As part of the work on T258183, we need to specify what exactly we will be measuring.
For now it seems like developing a new schema is the best way to move forward. I've followed the guidelines for the new Event Platform and created a basic media-search specific schema that used the Media Search Measurement Specifications document as a starting point. For now, the goal is to capture more high-level user actions as opposed to recording every click, mouse movement, etc.
Required event properties
Our schema describes the event object that is recorded whenever we log something. This object has various properties. Currently every event will include the following properties:
- session_id: generated using mw.user.generateRandomSessionId when the page JS loads. Multiple searches performed in the same browser tab by the same user in a single sitting can be associated using this field. If the user does a hard-refresh of the page or opens a new tab later, they will get a new session ID.
- skin: Every event will include a "skin" property with a value of "vector", "minerva", etc.
- language_code: Commons only has one content language, but we would probably like to know if the user has specified an interface language. Every event will include the first item in the user's language fallback chain as a code ("de", "es", etc).
- Basic event metadata (datetime and timezone info, the schema to be used, etc) is always included
- action: Like the SearchSatisfaction schema, our schema will assign an "action" property to every event representing what the user was actually doing on the page. The action must belong to a pre-defined list, and additional event properties may be included based on the action. The actions we currently support are listed below.
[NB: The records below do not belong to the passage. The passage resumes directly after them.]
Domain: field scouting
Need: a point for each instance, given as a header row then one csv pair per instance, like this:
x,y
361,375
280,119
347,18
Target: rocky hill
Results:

Current draft schema action types:
Action | Description | Additional properties |
---|---|---|
search_new | User performs a new search for a given query | query, total result count, media type |
search_load_more | User "continues" an existing search, either within the same tab (by scrolling down the page) or on a new tab | query, total result count, media type |
search_clear | User clicks the "X" button and clears the query along with all results in all tabs | |
tab_change | User changes tabs (which correspond to file types) without changing the search query or clearing existing results | query, total result count, media type |
result_click | User clicks on a result within a given tab. This may or may not trigger a quickview, depending on the media type. | result pageid, media type, position (one-dimensional index value), whether or not quickview will be shown |
quickview_hide | User dismisses quickview using the "X" button or keyboard | |
quickview_more_details_click | User clicks the "more details" button, actually navigating to the result page | pageid of result |
Still to do
- Actions representing user interactions with the Quickview audio/video player
- Action representing use of the upcoming "copy text" button in the Quickview
- Actions representing user interactions with the "concept chips" elements
- Action representing user interactions with the search filter settings (this starts a new search under the hood, do we want to log it as such?)
- A property representing whether the user entered their search term through typing or through selecting an auto-complete suggestion?
- A "check-in" action that is automatically logged every X amount of time (how long?)
Some of these will need to wait until the relevant feature is ready for instrumentation; what should be considered the minimum acceptance criteria for this particular task? We can incrementally add things to the schema in the future by updating it to a new version in a backwards-compatible way.